L’expérience DAMIC-M livre les premiers résultats de sa recherche de matière noire
Au terme de trois mois de prise de données, le prototype du détecteur de matière noire DAMIC-M, un simple capteur CCD de 20 grammes installé dans la caverne du Laboratoire Souterrain de Modane et capable de distinguer chaque électron isolément, a permis d’établir des contraintes strictes sur l’existence de particules de matière noire ultra légères. Un résultat de très bonne augure pour l’expérience finale, dont le démarrage est prévu dans quelques mois.

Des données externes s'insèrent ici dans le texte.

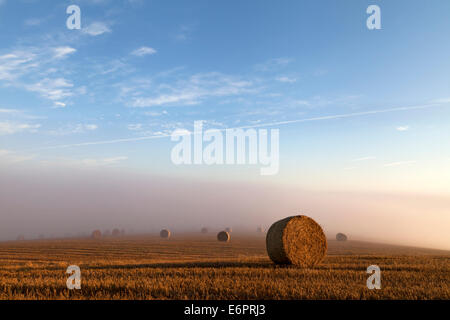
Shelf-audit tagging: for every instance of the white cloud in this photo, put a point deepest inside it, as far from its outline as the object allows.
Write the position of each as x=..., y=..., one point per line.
x=9, y=111
x=62, y=52
x=8, y=127
x=102, y=162
x=96, y=29
x=33, y=22
x=9, y=157
x=286, y=79
x=134, y=127
x=363, y=159
x=143, y=51
x=442, y=101
x=58, y=104
x=52, y=89
x=194, y=90
x=74, y=129
x=399, y=163
x=273, y=64
x=16, y=63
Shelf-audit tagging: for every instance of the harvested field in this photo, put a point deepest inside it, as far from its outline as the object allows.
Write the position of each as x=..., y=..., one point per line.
x=199, y=267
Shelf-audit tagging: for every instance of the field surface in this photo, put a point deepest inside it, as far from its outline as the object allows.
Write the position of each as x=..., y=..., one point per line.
x=198, y=267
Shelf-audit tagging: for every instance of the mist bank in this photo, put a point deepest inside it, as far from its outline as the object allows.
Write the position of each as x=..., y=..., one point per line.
x=61, y=201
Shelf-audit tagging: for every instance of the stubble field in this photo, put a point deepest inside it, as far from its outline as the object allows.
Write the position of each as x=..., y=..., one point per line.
x=190, y=266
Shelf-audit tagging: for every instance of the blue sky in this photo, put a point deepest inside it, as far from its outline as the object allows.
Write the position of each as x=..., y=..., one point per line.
x=145, y=68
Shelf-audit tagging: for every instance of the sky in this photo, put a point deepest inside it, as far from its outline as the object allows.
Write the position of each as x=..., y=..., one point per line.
x=361, y=113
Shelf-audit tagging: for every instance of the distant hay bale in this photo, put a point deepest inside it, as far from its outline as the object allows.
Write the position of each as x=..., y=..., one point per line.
x=341, y=237
x=165, y=234
x=223, y=236
x=297, y=240
x=96, y=234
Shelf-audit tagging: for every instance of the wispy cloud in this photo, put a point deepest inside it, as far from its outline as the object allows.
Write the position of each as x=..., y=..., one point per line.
x=7, y=127
x=259, y=125
x=273, y=64
x=8, y=157
x=62, y=52
x=399, y=163
x=286, y=79
x=143, y=51
x=53, y=89
x=96, y=29
x=363, y=159
x=402, y=128
x=74, y=129
x=194, y=90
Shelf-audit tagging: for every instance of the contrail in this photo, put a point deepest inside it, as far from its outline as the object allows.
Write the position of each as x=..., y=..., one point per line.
x=272, y=124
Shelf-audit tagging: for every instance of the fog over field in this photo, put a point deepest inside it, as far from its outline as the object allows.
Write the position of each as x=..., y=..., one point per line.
x=61, y=201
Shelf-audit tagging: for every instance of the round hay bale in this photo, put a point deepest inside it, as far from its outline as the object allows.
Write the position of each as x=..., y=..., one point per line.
x=96, y=234
x=223, y=236
x=297, y=240
x=165, y=234
x=341, y=237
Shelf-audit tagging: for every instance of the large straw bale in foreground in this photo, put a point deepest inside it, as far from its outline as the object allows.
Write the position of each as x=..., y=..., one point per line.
x=297, y=240
x=165, y=234
x=223, y=236
x=96, y=234
x=341, y=237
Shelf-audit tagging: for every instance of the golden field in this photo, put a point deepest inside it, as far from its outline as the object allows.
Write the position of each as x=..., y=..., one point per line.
x=195, y=266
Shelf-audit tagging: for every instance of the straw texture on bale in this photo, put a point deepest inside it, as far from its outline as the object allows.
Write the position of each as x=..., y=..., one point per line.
x=223, y=236
x=96, y=234
x=165, y=234
x=297, y=240
x=341, y=237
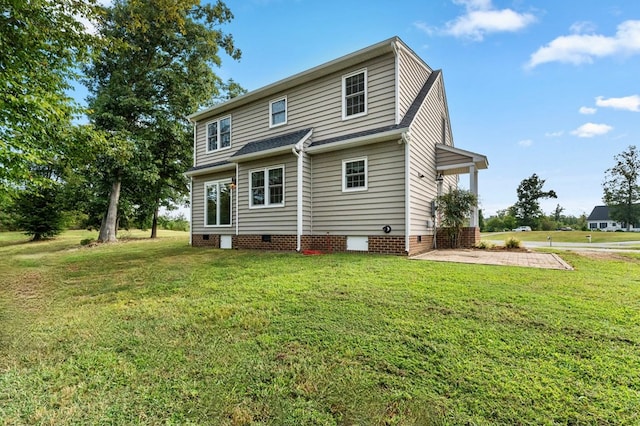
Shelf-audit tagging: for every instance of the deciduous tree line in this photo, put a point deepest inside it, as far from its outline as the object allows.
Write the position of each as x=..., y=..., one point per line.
x=147, y=65
x=621, y=189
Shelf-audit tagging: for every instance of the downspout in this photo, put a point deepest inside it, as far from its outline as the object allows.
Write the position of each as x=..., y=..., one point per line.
x=237, y=197
x=297, y=151
x=406, y=138
x=394, y=46
x=195, y=128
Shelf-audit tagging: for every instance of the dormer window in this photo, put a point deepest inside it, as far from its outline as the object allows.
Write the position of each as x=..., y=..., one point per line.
x=219, y=134
x=278, y=112
x=354, y=94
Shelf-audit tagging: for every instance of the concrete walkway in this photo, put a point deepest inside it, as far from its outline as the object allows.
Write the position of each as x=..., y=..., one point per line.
x=497, y=257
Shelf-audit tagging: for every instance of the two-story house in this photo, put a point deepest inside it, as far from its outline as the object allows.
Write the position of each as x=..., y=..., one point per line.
x=599, y=220
x=349, y=155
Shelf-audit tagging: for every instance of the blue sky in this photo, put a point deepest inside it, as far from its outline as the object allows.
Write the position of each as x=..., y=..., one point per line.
x=547, y=87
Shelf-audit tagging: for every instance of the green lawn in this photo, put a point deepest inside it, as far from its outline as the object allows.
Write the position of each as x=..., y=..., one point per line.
x=157, y=332
x=565, y=236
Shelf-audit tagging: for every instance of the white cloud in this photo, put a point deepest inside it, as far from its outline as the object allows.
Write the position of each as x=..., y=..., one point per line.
x=481, y=18
x=582, y=27
x=587, y=110
x=583, y=48
x=629, y=103
x=590, y=130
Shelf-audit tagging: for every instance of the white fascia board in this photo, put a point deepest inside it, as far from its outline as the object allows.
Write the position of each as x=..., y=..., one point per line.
x=357, y=141
x=212, y=169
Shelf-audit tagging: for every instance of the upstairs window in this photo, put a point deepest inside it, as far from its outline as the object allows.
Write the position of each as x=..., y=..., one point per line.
x=267, y=187
x=219, y=134
x=278, y=112
x=218, y=203
x=354, y=94
x=354, y=175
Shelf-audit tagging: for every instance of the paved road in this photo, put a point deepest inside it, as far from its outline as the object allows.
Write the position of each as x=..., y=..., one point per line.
x=619, y=246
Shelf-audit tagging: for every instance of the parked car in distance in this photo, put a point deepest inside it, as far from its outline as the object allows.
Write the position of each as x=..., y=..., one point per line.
x=522, y=229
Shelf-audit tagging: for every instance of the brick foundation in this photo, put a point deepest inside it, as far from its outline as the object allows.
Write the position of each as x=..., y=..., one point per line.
x=266, y=242
x=468, y=238
x=379, y=244
x=205, y=240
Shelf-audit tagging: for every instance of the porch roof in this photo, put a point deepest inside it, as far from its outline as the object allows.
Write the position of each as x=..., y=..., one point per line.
x=453, y=161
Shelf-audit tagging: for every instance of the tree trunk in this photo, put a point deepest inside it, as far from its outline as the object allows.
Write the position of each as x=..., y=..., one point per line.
x=154, y=224
x=108, y=228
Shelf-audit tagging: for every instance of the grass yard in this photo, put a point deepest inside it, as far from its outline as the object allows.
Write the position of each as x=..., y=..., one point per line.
x=157, y=332
x=567, y=236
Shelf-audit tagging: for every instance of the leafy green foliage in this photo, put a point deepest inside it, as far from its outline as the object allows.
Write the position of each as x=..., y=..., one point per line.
x=42, y=43
x=622, y=187
x=512, y=243
x=156, y=71
x=455, y=206
x=39, y=212
x=527, y=209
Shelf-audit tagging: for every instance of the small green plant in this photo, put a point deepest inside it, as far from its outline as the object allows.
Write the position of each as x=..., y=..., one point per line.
x=484, y=245
x=86, y=241
x=512, y=243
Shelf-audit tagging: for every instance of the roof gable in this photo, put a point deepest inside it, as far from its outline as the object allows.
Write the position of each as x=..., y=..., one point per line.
x=374, y=51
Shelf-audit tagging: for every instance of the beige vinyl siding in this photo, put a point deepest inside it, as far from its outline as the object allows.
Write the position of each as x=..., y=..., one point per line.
x=360, y=212
x=269, y=220
x=412, y=76
x=197, y=206
x=426, y=132
x=317, y=104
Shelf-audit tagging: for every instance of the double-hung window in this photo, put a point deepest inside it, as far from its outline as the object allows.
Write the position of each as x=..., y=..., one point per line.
x=219, y=134
x=354, y=174
x=278, y=112
x=267, y=187
x=354, y=94
x=217, y=203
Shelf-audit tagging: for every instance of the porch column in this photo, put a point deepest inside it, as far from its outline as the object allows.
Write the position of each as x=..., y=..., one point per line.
x=473, y=187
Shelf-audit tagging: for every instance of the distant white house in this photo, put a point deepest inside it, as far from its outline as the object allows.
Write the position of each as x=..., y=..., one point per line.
x=599, y=220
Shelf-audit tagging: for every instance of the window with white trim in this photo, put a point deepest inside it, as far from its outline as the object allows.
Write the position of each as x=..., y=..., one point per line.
x=354, y=94
x=217, y=203
x=354, y=174
x=267, y=187
x=278, y=112
x=219, y=134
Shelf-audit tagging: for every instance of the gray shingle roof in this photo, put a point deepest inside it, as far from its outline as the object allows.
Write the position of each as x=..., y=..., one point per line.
x=599, y=213
x=271, y=143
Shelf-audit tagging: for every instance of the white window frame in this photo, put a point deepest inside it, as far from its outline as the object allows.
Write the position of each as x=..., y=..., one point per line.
x=344, y=174
x=267, y=198
x=286, y=111
x=218, y=184
x=344, y=94
x=206, y=134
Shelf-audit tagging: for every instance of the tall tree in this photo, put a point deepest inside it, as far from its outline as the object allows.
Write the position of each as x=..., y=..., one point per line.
x=621, y=189
x=156, y=71
x=527, y=209
x=42, y=42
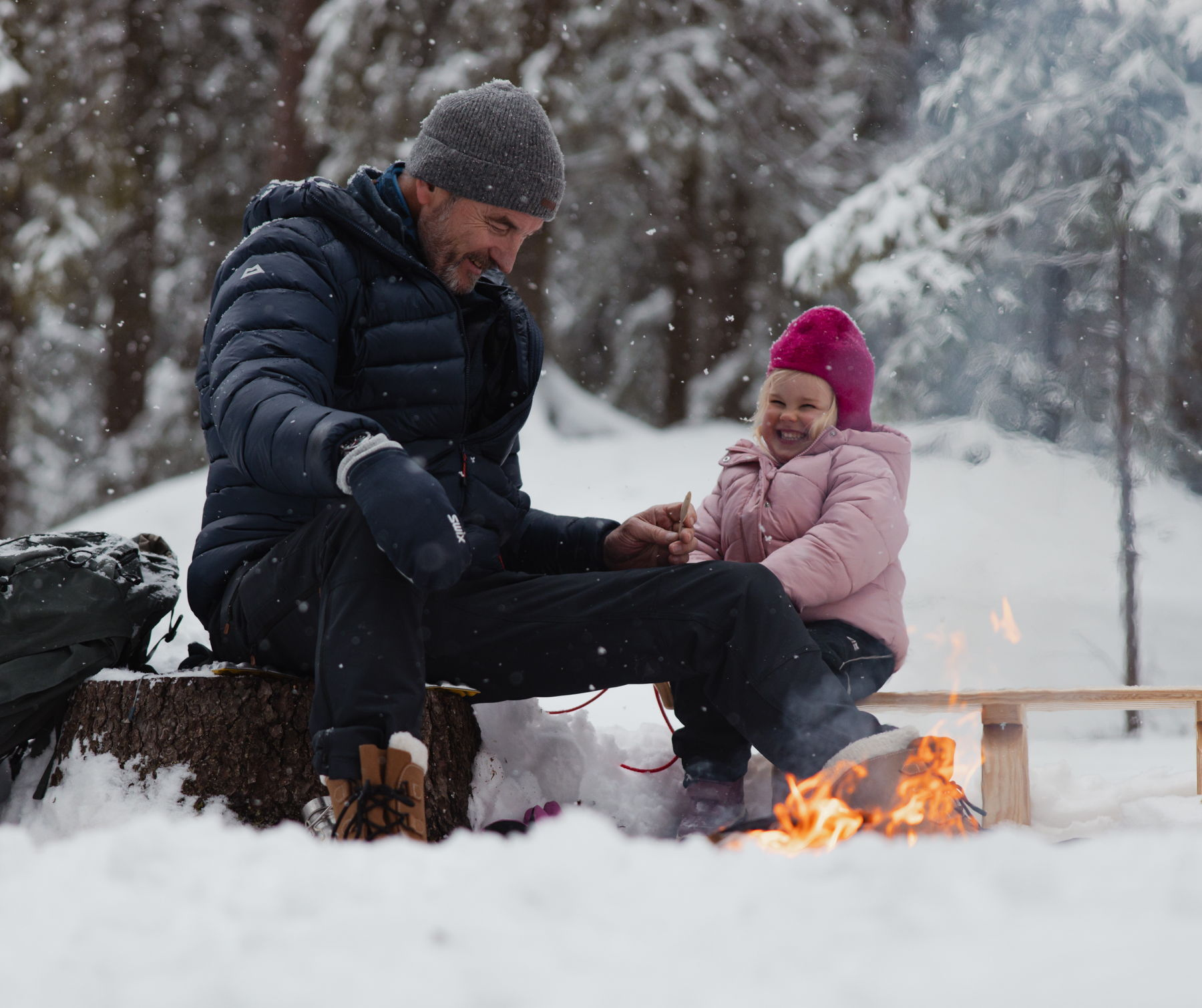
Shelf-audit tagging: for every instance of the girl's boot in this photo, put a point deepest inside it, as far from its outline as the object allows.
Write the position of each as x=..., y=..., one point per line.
x=713, y=805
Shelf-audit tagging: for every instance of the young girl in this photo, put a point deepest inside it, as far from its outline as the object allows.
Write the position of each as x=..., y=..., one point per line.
x=817, y=498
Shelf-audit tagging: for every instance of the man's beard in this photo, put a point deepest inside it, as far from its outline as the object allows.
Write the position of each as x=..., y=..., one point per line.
x=444, y=259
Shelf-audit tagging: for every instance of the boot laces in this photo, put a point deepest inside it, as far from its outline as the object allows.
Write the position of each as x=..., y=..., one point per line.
x=373, y=798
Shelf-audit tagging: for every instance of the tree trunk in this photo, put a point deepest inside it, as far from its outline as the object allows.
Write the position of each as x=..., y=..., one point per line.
x=1128, y=556
x=246, y=739
x=291, y=153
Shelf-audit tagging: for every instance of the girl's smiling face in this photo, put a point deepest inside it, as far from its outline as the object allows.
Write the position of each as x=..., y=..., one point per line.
x=793, y=407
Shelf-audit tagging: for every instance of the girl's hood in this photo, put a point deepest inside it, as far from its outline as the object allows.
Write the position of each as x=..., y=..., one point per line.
x=886, y=442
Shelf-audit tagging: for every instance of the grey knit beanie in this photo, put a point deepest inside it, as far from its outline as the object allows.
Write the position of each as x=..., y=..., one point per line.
x=494, y=144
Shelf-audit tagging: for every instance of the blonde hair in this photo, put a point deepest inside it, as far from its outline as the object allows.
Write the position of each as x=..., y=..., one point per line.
x=775, y=380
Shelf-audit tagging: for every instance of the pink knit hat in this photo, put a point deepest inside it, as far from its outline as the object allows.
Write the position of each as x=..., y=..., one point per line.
x=826, y=342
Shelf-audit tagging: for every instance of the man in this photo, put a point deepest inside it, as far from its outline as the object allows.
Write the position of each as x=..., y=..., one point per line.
x=365, y=377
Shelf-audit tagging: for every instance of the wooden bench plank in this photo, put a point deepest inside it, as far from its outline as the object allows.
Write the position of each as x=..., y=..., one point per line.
x=1100, y=698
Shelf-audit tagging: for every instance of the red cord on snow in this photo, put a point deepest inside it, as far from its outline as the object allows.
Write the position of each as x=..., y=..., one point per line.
x=664, y=713
x=592, y=699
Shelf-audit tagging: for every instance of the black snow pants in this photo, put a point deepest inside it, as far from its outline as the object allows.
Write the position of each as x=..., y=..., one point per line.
x=325, y=601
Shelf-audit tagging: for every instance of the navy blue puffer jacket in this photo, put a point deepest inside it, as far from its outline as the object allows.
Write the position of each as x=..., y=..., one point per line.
x=325, y=321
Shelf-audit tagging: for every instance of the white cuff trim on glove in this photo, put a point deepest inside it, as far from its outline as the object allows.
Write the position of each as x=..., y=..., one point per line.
x=411, y=745
x=361, y=452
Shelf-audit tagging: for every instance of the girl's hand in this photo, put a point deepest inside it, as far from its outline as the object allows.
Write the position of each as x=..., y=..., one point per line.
x=650, y=538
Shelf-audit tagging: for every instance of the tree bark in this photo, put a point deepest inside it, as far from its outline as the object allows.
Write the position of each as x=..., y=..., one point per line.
x=291, y=156
x=246, y=739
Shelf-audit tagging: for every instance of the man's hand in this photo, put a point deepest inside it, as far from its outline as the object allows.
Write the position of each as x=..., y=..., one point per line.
x=650, y=538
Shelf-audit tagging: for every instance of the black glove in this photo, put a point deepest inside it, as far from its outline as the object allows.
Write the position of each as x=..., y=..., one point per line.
x=408, y=512
x=486, y=550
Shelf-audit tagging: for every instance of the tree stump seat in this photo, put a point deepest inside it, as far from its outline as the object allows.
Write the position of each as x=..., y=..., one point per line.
x=243, y=734
x=1005, y=770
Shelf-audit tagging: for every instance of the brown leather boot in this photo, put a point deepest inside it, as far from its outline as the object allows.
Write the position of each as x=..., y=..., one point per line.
x=389, y=799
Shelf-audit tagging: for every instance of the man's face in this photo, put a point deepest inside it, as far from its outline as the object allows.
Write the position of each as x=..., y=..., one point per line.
x=462, y=238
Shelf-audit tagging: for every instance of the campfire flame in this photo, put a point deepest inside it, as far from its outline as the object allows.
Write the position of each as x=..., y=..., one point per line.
x=815, y=817
x=1005, y=625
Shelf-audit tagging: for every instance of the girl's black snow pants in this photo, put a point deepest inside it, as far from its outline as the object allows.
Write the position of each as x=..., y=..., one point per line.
x=325, y=601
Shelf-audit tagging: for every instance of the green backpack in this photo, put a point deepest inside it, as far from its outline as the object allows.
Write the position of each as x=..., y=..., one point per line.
x=71, y=604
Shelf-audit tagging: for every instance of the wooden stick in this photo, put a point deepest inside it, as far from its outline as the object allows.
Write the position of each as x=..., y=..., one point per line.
x=1005, y=774
x=1197, y=728
x=684, y=512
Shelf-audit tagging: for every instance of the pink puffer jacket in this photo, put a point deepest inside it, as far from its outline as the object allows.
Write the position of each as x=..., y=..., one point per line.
x=829, y=524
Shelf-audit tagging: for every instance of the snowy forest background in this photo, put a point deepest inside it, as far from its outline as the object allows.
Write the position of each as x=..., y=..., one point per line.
x=1006, y=196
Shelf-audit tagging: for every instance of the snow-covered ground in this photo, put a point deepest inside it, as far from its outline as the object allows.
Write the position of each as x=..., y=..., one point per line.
x=114, y=895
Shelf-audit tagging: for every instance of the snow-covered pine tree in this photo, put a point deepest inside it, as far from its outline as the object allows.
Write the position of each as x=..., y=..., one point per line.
x=985, y=263
x=700, y=136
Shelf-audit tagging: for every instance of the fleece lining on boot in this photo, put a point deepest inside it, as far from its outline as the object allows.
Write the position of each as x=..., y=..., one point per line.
x=414, y=746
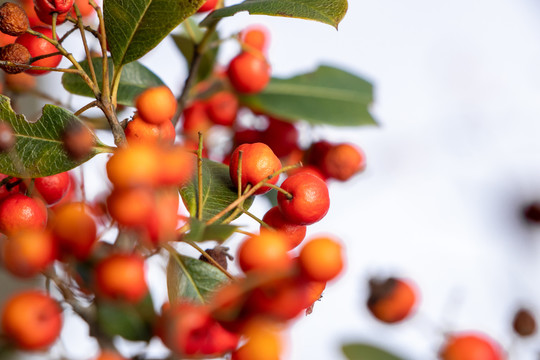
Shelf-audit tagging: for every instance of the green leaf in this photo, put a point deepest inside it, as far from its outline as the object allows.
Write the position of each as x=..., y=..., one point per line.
x=186, y=45
x=192, y=279
x=125, y=320
x=201, y=232
x=134, y=27
x=218, y=191
x=326, y=96
x=39, y=148
x=330, y=12
x=367, y=352
x=135, y=79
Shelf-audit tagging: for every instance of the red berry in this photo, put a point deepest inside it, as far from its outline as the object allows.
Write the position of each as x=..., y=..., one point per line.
x=310, y=200
x=20, y=212
x=258, y=162
x=32, y=320
x=37, y=47
x=470, y=346
x=53, y=188
x=249, y=73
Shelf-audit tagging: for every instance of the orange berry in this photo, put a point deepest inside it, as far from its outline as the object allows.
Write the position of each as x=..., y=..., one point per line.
x=264, y=252
x=156, y=105
x=32, y=320
x=26, y=253
x=37, y=47
x=249, y=73
x=256, y=37
x=136, y=165
x=20, y=212
x=310, y=199
x=177, y=166
x=53, y=188
x=121, y=277
x=470, y=346
x=222, y=108
x=263, y=343
x=258, y=162
x=110, y=355
x=196, y=120
x=342, y=161
x=131, y=207
x=74, y=229
x=391, y=300
x=208, y=5
x=321, y=259
x=140, y=131
x=293, y=232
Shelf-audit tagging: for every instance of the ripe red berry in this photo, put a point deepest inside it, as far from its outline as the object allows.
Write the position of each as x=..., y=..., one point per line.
x=293, y=232
x=20, y=212
x=342, y=161
x=31, y=320
x=249, y=73
x=121, y=277
x=321, y=259
x=264, y=252
x=258, y=162
x=37, y=47
x=392, y=300
x=310, y=200
x=470, y=346
x=156, y=105
x=53, y=188
x=222, y=108
x=26, y=253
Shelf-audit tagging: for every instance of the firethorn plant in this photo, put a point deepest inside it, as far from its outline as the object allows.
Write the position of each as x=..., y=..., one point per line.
x=94, y=252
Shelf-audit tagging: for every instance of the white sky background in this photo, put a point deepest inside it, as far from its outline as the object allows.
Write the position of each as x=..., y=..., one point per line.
x=457, y=89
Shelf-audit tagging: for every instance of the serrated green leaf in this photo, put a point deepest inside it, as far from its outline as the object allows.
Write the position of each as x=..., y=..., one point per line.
x=367, y=352
x=218, y=191
x=134, y=27
x=38, y=145
x=330, y=12
x=123, y=320
x=326, y=96
x=192, y=279
x=199, y=231
x=135, y=78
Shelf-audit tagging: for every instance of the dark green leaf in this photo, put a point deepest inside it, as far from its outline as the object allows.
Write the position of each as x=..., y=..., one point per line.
x=218, y=191
x=192, y=279
x=367, y=352
x=134, y=79
x=201, y=232
x=134, y=27
x=325, y=96
x=186, y=44
x=39, y=146
x=330, y=12
x=123, y=320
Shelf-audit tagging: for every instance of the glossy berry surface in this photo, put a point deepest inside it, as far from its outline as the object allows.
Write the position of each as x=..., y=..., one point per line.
x=37, y=47
x=249, y=73
x=258, y=162
x=20, y=212
x=310, y=199
x=32, y=320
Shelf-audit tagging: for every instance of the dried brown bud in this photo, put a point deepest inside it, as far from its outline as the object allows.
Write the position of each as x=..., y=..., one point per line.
x=524, y=323
x=7, y=139
x=13, y=19
x=17, y=54
x=219, y=254
x=78, y=140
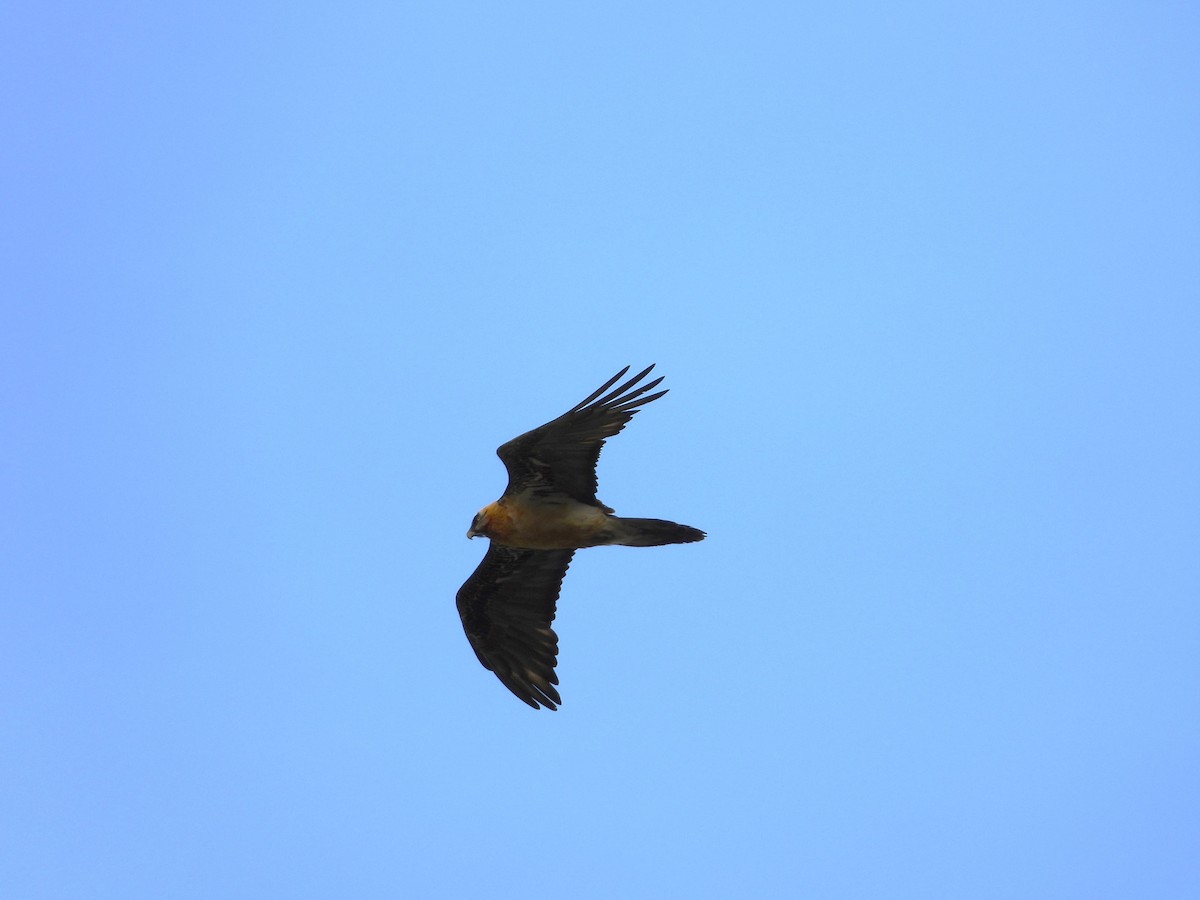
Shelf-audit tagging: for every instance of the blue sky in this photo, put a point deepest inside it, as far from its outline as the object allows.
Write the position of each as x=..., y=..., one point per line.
x=924, y=283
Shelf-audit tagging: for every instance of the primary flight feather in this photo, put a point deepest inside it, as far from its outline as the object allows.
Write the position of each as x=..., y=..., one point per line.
x=547, y=511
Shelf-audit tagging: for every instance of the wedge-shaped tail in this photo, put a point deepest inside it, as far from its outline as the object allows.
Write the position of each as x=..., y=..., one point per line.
x=652, y=532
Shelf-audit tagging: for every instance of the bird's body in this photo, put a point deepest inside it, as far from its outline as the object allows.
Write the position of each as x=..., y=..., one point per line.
x=549, y=511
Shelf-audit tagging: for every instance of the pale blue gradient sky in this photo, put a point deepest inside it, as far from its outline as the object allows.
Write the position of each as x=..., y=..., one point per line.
x=924, y=285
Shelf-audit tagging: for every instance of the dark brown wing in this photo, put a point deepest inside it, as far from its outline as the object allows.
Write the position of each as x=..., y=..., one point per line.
x=562, y=455
x=507, y=607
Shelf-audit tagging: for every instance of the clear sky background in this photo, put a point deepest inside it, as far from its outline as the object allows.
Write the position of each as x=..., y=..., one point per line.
x=924, y=281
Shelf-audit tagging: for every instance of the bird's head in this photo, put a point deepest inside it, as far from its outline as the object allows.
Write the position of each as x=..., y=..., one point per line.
x=479, y=525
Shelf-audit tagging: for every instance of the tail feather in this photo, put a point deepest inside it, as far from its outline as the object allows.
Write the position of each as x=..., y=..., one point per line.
x=653, y=532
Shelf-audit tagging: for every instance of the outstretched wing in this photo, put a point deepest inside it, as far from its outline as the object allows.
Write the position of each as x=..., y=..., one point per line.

DAMIC-M est un projet porté par le LPNHE (CNRS / Sorbonne Université) avec des contributions IJCLab, LPSC et Subatech.
La technologie derrière vos photos de vacances vient de faire avancer la connaissance sur la matière noire, cette matière dont les physiciens soupçonnent qu’elle baigne l’Univers entier, mais qui résiste jusqu’à aujourd’hui à toute forme de détection. C’est en effet en exploitant le potentiel des CCD (Charge-Couple Devices), des capteurs en silicium similaires à ceux qui équipent de nombreux appareils photo numériques, que la collaboration DAMIC-M est parvenue à réfuter les prédictions de certains modèles de production de la matière noire dans la région des basses masses, comprises entre 1 et 1000 MeV/c2. Le pari de la collaboration menée par les laboratoires CNRS Nucléaire & Particules, celui de s’appuyer sur des capteurs photographiques améliorés pour les besoins de l’expérience, a donc été payant.
L’hypothèse de l’existence de particules dotées de masse mais n’interagissant pas avec la lumière – et donc impossibles à observer directement dans l’Univers – est la mieux placée pour percer certains mystères soulevés par l’observation astrophysique, tels que l’inexplicable cohésion interne des galaxies face à leur force centrifuge, qui devrait les émietter. Des particules de matière noire à fort impact gravitationnel pourraient ainsi imprégner l’ensemble du cosmos, représentant jusqu’à 80% de la matière dans l’Univers. Pourtant, elles restent à ce jour introuvables. Même leur masse ne fait pas consensus : celle-ci dépend entièrement des modèles de production proposés par les théoriciens. DAMIC-M, par exemple, a choisi de se concentrer sur la détection de particules légères (entre 1 MeV et 1 GeV), interagissant avec les électrons.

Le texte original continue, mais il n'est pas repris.